Quem assistiu à bomba, o Demolidor, estrelado por Ben Affleck, escrito e dirigido pelo mesmo Mark Steven Johnson, já sabe o que esperar. Ou melhor, o que NÃO esperar: roteiro coerente, cenas emocionantes, piadas divertidas e boas interpretações. Quer exemplos?
O acidente no qual o pai de Johnny morre é tão simplório que fica difícil acreditar que tenha sido fatal; dá impressão que ele morreu mesmo foi de tédio. Não se explica direito porque o tal pergaminho, ao qual estão presas mil almas condenadas, é importante para a dominação do mundo. O salto teoricamente perigoso e emocionante do herói em sua última apresentação é dado com uma facilidade quase leviana. As lutas do Motoqueiro com as entidades malignas são pouco ou nada emocionantes. A edição do filme peca constantemente, deixando algumas seqüências com conclusões apressadas demais e iniciando outras do nada, sem mostrar uma ligação com o que estava sendo mostrado. E Cage, geralmente um ator competente, está careteiro e exagerado no papel. E o penteado estranho que ele usa para tentar esconder a careca também não ajuda.

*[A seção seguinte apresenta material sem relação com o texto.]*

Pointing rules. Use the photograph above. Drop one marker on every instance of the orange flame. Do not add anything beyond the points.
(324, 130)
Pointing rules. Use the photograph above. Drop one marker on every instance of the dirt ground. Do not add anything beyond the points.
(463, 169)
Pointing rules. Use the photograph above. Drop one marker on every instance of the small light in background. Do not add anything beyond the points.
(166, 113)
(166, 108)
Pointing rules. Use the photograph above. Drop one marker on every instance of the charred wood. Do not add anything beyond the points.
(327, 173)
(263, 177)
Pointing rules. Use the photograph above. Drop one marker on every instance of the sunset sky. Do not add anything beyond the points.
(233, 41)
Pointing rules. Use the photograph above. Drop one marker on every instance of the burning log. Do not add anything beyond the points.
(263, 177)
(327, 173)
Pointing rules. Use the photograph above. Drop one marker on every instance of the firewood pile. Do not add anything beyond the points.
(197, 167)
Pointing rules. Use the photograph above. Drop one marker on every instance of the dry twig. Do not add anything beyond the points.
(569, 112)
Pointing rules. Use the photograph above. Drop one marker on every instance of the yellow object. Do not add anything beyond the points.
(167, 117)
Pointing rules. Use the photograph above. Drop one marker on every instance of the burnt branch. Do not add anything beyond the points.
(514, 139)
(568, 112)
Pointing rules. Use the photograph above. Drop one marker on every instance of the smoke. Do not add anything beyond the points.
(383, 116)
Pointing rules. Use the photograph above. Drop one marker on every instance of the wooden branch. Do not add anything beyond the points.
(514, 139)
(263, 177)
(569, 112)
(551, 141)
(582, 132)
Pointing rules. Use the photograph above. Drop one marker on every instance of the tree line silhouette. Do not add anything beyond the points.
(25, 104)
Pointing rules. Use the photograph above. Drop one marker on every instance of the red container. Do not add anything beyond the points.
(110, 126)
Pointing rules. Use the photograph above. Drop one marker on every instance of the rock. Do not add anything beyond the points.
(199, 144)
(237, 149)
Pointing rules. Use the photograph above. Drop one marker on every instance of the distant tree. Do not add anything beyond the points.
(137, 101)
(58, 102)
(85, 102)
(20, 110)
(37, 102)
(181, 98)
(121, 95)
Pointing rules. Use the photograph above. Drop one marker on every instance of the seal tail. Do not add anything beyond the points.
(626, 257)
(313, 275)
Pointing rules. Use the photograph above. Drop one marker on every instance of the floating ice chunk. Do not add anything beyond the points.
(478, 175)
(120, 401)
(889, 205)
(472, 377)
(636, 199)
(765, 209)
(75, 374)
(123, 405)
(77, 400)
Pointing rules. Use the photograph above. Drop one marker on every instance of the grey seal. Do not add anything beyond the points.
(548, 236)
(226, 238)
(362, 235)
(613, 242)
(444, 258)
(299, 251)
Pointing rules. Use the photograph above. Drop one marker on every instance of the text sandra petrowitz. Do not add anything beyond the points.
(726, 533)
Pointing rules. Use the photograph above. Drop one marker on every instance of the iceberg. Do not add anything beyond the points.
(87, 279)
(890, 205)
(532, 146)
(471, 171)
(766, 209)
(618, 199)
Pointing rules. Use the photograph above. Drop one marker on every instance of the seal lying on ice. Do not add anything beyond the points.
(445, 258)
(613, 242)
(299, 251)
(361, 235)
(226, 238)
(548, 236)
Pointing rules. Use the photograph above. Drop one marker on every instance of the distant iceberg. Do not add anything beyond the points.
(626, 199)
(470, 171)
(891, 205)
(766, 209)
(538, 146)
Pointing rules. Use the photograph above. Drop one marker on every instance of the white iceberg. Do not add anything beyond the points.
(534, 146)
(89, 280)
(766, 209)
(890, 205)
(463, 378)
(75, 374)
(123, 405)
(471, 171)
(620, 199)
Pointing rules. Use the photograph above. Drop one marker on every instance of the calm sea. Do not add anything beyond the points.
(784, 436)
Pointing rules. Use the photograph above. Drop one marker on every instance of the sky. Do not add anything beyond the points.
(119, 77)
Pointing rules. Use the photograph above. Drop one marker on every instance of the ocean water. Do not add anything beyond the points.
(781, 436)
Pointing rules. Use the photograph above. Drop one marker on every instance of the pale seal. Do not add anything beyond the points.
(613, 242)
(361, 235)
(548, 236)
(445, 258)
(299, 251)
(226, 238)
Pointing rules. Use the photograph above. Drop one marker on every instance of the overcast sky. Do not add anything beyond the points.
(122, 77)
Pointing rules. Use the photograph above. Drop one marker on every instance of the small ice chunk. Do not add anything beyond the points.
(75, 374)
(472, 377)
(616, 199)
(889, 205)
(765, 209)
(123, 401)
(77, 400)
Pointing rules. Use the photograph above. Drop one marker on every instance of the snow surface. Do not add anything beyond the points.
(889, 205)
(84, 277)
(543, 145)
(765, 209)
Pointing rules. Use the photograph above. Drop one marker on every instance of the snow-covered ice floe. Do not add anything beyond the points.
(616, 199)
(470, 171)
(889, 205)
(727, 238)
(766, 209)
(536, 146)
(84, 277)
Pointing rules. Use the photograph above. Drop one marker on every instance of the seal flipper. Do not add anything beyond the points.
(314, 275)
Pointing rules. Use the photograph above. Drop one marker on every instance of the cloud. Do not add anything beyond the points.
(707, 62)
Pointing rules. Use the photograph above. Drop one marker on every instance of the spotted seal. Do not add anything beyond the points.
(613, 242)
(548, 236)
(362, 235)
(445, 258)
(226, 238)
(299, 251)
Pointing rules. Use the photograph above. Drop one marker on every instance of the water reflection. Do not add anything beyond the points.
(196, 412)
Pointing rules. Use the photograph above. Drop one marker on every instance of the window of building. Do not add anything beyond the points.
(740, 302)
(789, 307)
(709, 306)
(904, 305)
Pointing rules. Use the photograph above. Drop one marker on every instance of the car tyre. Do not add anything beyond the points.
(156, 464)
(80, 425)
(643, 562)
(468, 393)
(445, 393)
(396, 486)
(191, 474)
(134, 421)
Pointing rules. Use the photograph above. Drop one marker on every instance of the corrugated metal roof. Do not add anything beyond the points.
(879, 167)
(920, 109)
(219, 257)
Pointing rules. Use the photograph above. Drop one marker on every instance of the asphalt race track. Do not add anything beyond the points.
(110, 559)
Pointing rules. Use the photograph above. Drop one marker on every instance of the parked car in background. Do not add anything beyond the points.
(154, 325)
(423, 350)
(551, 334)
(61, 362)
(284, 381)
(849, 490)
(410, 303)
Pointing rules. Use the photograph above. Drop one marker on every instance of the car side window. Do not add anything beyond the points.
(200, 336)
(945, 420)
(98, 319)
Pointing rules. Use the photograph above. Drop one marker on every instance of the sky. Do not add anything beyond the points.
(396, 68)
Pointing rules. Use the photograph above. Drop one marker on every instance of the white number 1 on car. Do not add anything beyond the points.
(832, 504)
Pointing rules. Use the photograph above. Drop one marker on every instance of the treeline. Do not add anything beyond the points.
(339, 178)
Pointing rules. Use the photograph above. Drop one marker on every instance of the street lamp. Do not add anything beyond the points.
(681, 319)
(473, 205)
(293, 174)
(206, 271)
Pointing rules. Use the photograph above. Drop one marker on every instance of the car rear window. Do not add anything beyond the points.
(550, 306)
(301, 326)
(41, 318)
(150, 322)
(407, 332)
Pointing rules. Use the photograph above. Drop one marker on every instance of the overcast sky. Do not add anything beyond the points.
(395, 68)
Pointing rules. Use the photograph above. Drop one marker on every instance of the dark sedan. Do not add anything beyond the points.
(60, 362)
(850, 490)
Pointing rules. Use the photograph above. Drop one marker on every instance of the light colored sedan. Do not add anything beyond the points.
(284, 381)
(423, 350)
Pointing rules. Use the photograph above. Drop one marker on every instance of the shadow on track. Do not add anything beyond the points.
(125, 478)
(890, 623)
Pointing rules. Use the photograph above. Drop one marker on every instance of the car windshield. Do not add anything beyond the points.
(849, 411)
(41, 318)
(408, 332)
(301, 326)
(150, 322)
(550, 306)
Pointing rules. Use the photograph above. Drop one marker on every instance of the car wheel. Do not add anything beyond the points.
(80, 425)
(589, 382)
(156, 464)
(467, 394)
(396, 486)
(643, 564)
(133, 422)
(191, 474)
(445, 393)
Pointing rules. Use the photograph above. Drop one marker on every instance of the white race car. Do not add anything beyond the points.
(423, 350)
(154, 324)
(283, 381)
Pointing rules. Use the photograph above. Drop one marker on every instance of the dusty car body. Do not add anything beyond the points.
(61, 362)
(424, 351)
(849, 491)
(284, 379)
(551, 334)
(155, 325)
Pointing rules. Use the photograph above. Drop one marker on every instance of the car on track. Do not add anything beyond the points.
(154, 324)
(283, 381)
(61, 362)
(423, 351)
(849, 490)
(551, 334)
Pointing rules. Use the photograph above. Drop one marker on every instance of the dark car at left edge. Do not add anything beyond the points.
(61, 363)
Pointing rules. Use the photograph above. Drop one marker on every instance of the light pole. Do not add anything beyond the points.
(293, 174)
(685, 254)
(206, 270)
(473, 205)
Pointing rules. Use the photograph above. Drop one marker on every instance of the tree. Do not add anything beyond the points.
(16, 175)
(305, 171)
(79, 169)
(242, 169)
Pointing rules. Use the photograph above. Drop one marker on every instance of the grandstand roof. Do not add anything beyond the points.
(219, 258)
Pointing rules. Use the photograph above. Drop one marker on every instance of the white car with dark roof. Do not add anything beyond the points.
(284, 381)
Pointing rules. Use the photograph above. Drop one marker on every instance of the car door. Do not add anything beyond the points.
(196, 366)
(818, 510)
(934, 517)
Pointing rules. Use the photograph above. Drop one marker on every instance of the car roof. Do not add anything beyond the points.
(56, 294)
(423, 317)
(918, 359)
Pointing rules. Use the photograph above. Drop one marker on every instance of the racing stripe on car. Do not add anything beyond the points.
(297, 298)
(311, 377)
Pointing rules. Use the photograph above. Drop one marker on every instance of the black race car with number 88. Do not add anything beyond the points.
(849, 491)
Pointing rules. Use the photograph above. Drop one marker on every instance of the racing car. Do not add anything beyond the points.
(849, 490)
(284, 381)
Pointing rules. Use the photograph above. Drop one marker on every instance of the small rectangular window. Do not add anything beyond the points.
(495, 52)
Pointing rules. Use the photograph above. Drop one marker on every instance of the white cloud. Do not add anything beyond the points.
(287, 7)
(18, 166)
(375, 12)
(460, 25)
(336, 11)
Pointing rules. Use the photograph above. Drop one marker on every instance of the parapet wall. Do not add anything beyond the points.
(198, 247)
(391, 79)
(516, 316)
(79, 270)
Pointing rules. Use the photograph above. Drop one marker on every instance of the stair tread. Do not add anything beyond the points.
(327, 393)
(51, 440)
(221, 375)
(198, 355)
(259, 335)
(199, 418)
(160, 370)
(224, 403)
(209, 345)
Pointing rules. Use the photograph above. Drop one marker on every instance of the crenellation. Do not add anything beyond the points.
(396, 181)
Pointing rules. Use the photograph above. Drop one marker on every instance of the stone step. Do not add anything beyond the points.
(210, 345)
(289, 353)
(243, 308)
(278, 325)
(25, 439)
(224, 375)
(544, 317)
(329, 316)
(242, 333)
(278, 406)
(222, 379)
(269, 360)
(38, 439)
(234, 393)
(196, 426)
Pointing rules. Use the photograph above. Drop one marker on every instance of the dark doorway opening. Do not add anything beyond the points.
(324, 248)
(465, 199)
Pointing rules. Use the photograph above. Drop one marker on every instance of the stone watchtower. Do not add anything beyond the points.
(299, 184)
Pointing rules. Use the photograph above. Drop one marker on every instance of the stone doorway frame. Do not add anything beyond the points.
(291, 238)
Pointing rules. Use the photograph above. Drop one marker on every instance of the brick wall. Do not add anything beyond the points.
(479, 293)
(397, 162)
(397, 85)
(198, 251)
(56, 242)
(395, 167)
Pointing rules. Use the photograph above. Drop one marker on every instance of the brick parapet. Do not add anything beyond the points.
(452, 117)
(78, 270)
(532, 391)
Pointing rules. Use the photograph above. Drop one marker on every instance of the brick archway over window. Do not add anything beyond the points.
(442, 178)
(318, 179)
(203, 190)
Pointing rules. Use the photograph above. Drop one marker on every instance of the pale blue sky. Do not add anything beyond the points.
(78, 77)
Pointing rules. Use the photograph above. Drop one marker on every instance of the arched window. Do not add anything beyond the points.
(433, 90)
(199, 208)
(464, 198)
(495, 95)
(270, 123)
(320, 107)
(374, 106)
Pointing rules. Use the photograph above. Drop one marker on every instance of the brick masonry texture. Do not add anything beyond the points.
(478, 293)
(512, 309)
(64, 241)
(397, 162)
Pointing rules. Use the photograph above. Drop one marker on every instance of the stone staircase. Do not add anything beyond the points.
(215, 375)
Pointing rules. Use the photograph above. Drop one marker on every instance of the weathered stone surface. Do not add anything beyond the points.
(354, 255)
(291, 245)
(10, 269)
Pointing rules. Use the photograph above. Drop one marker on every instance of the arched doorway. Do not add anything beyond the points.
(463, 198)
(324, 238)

Apesar de tudo, há coisas positivas. Os efeitos especiais são bacanas e dão vida àquilo que sempre pudemos ver apenas nos quadrinhos, inclusive nos momentos em que o personagem passa de moto à alta velocidade, causando danos a carros estacionados e derretendo o calçamento. O roteiro parece tentar seguir uma estrutura de faroeste, não apenas colocando o Texas como cenário do filme, mas também mostrando vilões vestidos com longos capotes, um mocinho tentando vingar a morte do pai, um mentor mais velho que ajuda o herói antes do duelo final e outras coisas, que acabam conferindo um certo charme ao filme. Também foi bacana a idéia de colocarem, como Mefisto, o ator Peter Fonda, que se tornou ele próprio um ídolo dos motociclistas do mundo todo quando estrelou o clássico Sem Destino, em 1969. Outra presença que acaba emprestando alguma nobreza ao filme é a de Sam Elliot, de O Incrível Hulk e Obrigado por Fumar, como um coveiro misterioso que aparenta saber mais do que deveria.
O Motoqueiro Fantasma nunca foi um herói do primeiro escalão da Marvel (já teve sua série descontinuada mais de uma vez), mas tem uma grande quantidade de fãs e um universo interessante. Por isso mesmo, merecia um destino melhor nos cinemas. Contudo, apesar das críticas negativas generalizadas, o resultado nas bilheterias tem sido bom o bastante para o diretor começar a falar numa continuação. Quem sabe na próxima eles acertam já que, fato incontestável, o Motoqueiro é melhor que Demolidor e muito, muito melhor do que a Elektra, que Johnson também roteirizou. Talvez, se ele vender sua alma ao diabo, consiga fazer um bom filme um dia.